I’ve stayed away from reading other reviews before I wrote this one. I’ve heard the rumors about the betrayal some feel in the portrayal of one of the twentieth century’s most beloved heroes and father. Heroes fall a long distance off those pedestals created by an adoring public. And so Atticus Finch has taken one of the biggest falls into the abyss of humanness.
Even though I haven’t read the other reviews yet, I did check on Amazon to see how the book is doing. It beat records for pre-orders and is still No. 1 in some categories. It has received 1,641 reviews with an average 3.8 ranking (out of five).
I believe book reviews should be about the quality of the writing and story telling ability. If I disagree with a character’s viewpoint, then the author has done the job of making at least one reader feel something about the writing. Go Set a Watchman certainly achieves all those things. It’s a compelling story, filled with the quality writing expected from Harper Lee based on the literary genius of To Kill a Mockingbird. I found it fascinating to learn that Ms. Lee wrote this book first in the mid-fifties. Publishers rejected it, and one asked for her to change the character of Jean Louise “Scout” Finch to a child rather than the grown woman who comes home to Maycomb, Alabama, after the landmark Supreme Court decision in Brown versus the Board of Education in 1954.
Once I started reading, I couldn’t put the book down. That doesn’t happen to me very often these days. I couldn’t wait to meet the grown up Scout to learn how she grew out of her tomboy phase. Her adult character rang true to the beloved Scout of To Kill a Mockingbird. It’s a marvel how Ms. Lee took what she originally created in the adult Scout and transformed her into the child. She’s adept at characterization. I loved Alexandra “Aunty” and Uncle John. Both characters provided foils and moral low and high points in the story. Atticus is mostly absent from the main part of the novel, and that added to the tension as some shocking details come to light and nearly send Scout back to New York City forever. I read as fast as I could so I could get to the part where Atticus declares true or false the accusations building in Scout’s mind against him.
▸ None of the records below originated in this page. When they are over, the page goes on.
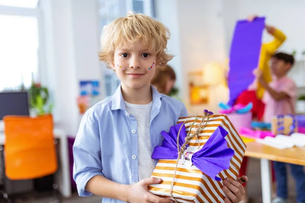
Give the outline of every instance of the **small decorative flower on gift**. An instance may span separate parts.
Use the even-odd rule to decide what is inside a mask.
[[[211,111],[208,111],[206,109],[205,109],[203,111],[203,113],[204,113],[205,116],[207,116],[207,115],[211,116],[212,115],[214,114],[213,113],[213,112],[212,112]]]

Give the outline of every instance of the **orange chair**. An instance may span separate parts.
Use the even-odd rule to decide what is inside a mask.
[[[4,117],[5,173],[11,180],[53,174],[57,168],[51,115]]]

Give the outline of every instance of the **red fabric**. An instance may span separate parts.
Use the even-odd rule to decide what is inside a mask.
[[[251,110],[253,117],[261,120],[264,115],[265,104],[257,98],[255,91],[246,90],[242,92],[237,98],[236,104],[247,105],[250,102],[253,104],[253,108]]]

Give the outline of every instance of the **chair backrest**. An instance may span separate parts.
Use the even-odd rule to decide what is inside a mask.
[[[7,116],[4,121],[8,178],[25,180],[54,174],[57,163],[52,116]]]

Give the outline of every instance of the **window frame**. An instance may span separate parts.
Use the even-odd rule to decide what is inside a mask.
[[[40,82],[42,78],[42,66],[44,61],[43,50],[43,35],[42,30],[42,19],[41,11],[39,6],[39,2],[37,7],[35,8],[17,7],[13,6],[0,5],[0,16],[11,15],[20,17],[32,17],[37,19],[37,27],[38,30],[38,50],[37,55],[37,71],[34,73],[34,80],[36,82]],[[8,88],[15,88],[16,87],[6,87]]]

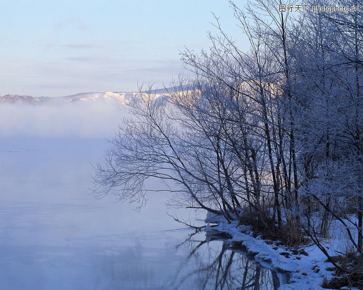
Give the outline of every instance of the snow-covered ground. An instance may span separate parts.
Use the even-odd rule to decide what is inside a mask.
[[[229,242],[246,247],[247,251],[266,267],[288,272],[288,283],[281,285],[279,290],[326,289],[322,287],[324,280],[329,280],[332,277],[333,272],[329,270],[333,268],[333,264],[327,262],[326,256],[312,243],[301,246],[296,253],[292,248],[280,245],[278,241],[265,240],[261,236],[253,237],[250,227],[246,226],[237,227],[235,224],[222,222],[211,229],[207,227],[215,233],[230,235],[232,238],[228,240]],[[330,238],[323,244],[333,254],[336,251],[344,250],[346,241],[346,237],[339,225],[333,223]]]

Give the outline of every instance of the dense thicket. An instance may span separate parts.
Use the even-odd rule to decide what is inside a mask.
[[[328,256],[320,238],[334,221],[346,234],[346,254],[361,257],[361,12],[313,13],[312,3],[306,13],[280,13],[279,4],[255,0],[240,10],[231,2],[249,51],[216,19],[210,51],[183,54],[192,77],[162,98],[134,95],[133,117],[96,171],[98,192],[141,205],[146,180],[172,181],[179,206],[287,242],[309,235]]]

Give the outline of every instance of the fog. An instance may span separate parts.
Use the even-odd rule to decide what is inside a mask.
[[[150,233],[183,227],[166,215],[174,212],[165,193],[149,196],[140,213],[92,195],[91,164],[102,162],[126,114],[98,102],[0,107],[0,287],[105,288],[119,278],[104,269],[115,262],[110,250],[121,272],[136,241],[160,249],[164,234]]]
[[[3,104],[0,136],[110,138],[125,108],[104,100],[48,105]]]

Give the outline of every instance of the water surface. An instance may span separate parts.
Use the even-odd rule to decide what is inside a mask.
[[[165,193],[149,196],[140,212],[95,199],[90,164],[108,146],[96,138],[0,139],[0,288],[276,288],[279,274],[168,216]]]

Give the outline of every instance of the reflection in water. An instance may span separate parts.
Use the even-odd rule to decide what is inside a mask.
[[[191,236],[179,246],[186,245],[190,253],[183,267],[191,270],[178,272],[173,288],[186,288],[184,284],[191,279],[197,281],[196,288],[200,290],[276,290],[280,281],[286,282],[284,274],[262,266],[241,249],[231,247],[226,242],[198,241]],[[195,269],[188,264],[196,262],[198,266]]]

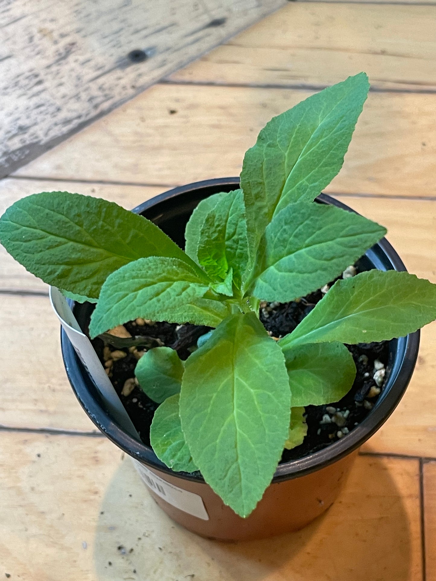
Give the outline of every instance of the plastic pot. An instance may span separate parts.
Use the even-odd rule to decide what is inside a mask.
[[[133,211],[158,224],[183,247],[186,223],[198,202],[213,193],[230,191],[238,185],[238,178],[191,184],[166,192]],[[352,211],[324,194],[317,201]],[[363,268],[381,270],[406,270],[384,239],[368,250],[360,264]],[[84,325],[88,316],[86,306],[76,304],[74,313],[79,323]],[[341,440],[323,450],[280,464],[262,499],[246,519],[226,506],[201,476],[173,472],[158,460],[151,447],[123,431],[106,409],[63,331],[61,339],[67,374],[77,399],[99,429],[137,461],[139,471],[158,504],[177,522],[199,535],[237,540],[298,530],[331,505],[359,447],[387,419],[404,393],[417,357],[419,332],[390,342],[384,388],[364,419]]]

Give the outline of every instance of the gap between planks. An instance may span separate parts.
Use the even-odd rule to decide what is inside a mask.
[[[315,2],[315,0],[291,0],[292,2],[305,1],[308,3]],[[317,2],[317,0],[316,0]],[[333,3],[330,0],[326,0],[326,3]],[[346,3],[345,2],[337,2],[337,3]],[[374,4],[374,2],[369,3]],[[389,5],[392,2],[388,3]],[[433,5],[426,4],[426,6]],[[436,4],[435,5],[436,6]],[[185,79],[171,79],[163,78],[155,85],[183,85],[188,87],[226,87],[231,89],[287,89],[290,91],[323,91],[331,85],[316,84],[296,83],[220,83],[219,81],[189,81]],[[371,93],[408,93],[412,95],[436,95],[435,89],[408,89],[400,88],[395,87],[370,87],[369,89]]]

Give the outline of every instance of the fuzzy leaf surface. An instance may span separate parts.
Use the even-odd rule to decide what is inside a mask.
[[[145,256],[195,263],[160,228],[117,204],[67,192],[16,202],[0,218],[9,254],[49,285],[98,299],[111,272]]]
[[[229,268],[238,288],[248,261],[245,208],[241,189],[223,196],[206,217],[198,242],[199,264],[214,279]]]
[[[292,448],[303,443],[308,433],[308,425],[304,417],[305,411],[304,407],[291,408],[289,433],[284,445],[287,450],[292,450]]]
[[[338,401],[356,376],[351,353],[342,343],[312,343],[284,349],[292,404]]]
[[[162,401],[180,392],[183,362],[170,347],[155,347],[146,352],[135,368],[141,389],[153,401]]]
[[[349,344],[403,337],[436,319],[436,285],[414,274],[370,270],[337,281],[282,349],[306,343]]]
[[[141,360],[140,360],[141,361]],[[161,403],[150,428],[150,443],[156,456],[174,472],[198,469],[182,432],[178,415],[178,394]]]
[[[267,123],[241,174],[251,237],[259,240],[290,202],[313,200],[339,172],[369,88],[361,73]]]
[[[262,237],[253,294],[286,303],[338,276],[386,234],[376,222],[334,206],[290,204]]]
[[[253,313],[228,317],[185,363],[186,441],[206,482],[241,517],[271,482],[290,404],[283,354]]]
[[[228,311],[224,303],[203,298],[209,284],[199,271],[177,259],[155,256],[119,268],[102,288],[91,318],[91,336],[138,317],[216,327]]]
[[[185,229],[185,252],[197,264],[198,258],[197,257],[197,250],[198,249],[198,243],[200,241],[200,233],[205,223],[206,217],[218,203],[219,200],[227,195],[227,192],[220,192],[219,193],[213,193],[209,198],[205,198],[202,200],[194,211],[191,214],[191,217],[186,225]]]

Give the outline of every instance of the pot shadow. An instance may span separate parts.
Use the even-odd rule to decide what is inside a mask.
[[[308,527],[230,543],[202,539],[171,521],[126,457],[101,507],[97,579],[412,581],[420,575],[416,464],[359,456],[338,500]]]

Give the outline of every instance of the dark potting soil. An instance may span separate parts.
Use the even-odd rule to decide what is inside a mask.
[[[321,292],[317,290],[290,303],[261,303],[260,321],[270,335],[276,338],[283,336],[294,331],[323,296]],[[158,404],[151,400],[133,383],[138,358],[144,347],[149,346],[151,340],[153,339],[155,340],[155,345],[170,347],[177,352],[181,359],[186,360],[195,349],[198,338],[210,328],[190,324],[177,325],[144,322],[141,320],[137,321],[126,323],[124,327],[132,337],[144,338],[141,339],[144,341],[142,345],[120,349],[106,344],[105,348],[105,343],[99,338],[92,342],[102,363],[110,365],[109,374],[110,380],[141,440],[149,446],[150,426]],[[383,364],[383,368],[386,368],[388,342],[346,346],[353,356],[357,369],[352,388],[339,401],[306,407],[307,435],[301,445],[292,450],[284,450],[281,462],[302,458],[343,437],[362,422],[377,401],[383,386],[382,385],[378,388],[373,378],[374,361],[378,367]],[[116,354],[114,353],[116,351]],[[120,352],[124,354],[124,356]],[[113,359],[112,353],[114,355]],[[116,358],[117,357],[120,358]],[[112,363],[108,363],[108,360]]]

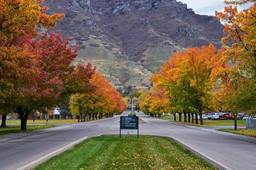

Jean Louise is caught in the shades of gray areas of adulthood, with one foot back in the world of Scout and her brother Jem, and the other area where she faces the harsh realities of a culture not ready for change. She’s polarized, and most of the time, she feels as if she belongs no where, or even worse, that she doesn’t even exist at all. Her Uncle John plays the role of mediator between those worlds in this novel. He tells her at a crucial moment in her awakening, “You’ve walked into the middle of a revolution.”
There are some uneven points in the novel, but it could be a literary technique Ms. Lee chose. Two or three times there’s a subtle shift in point of view, but for the most part, the reader knows the story only from Scout’s point of view.
Atticus may have fallen off his white horse, but he gives his reasons, which are both shocking and parental. His views on race relations, and the whole African American race as a whole, jar with his other persona from years earlier. However, he wisely knows that for Scout to shift into full maturity, she must not view him as infallible.
Harper Lee has written a book of a time and era that existed in this country. Attitudes such as the ones portrayed in the novel still exist in pockets or have shifted to other groups. Arguments about states’ rights versus the federal government give this novel an eerily relevant and insightful view of the lengths folks might go to to protect the status quo. You could insert “gay” or “illegal immigrant” instead of the “Negro” of this novel to understand how timely her novel really is. She hasn’t written a racist book as some suggest, but she’s written a book about the history of an era in which some of the characters are racist. It’s who she’s portrayed as the racist that has upset folks.
She knocked down an icon in Atticus Finch, but perhaps it was time. An icon in the most original sense of the word means something that is idealized and then is destroyed before it is worshiped to the exclusion of all else. The icons of the past were literally smashed on the steps of cathedrals and annihilated so as not to become too powerful.
He was letting you break your icons one by one. He was letting you reduce him to the status of a human being. -John Finch to Jean Louise in Go Set A Watchman
While I’m not sure Atticus Finch needs to be destroyed completely, in the real world, he most likely would have held some of the beliefs espoused in Go Set a Watchman, with his privileged status of a southern gentleman who was born shortly after the Civil War.
Finally, just a personal aside. As she flashed back to her childhood,I kept waiting for a reference to Boo Radley. Nothing. So perhaps the character only came to her upon revision for the Pulitzer Prize winning To Kill a Mockingbird.
I recommend reading this book for its outstanding literary content and its historical perspective. We need to remember our history because we sure are doing a terrific/horrific job of repeating it.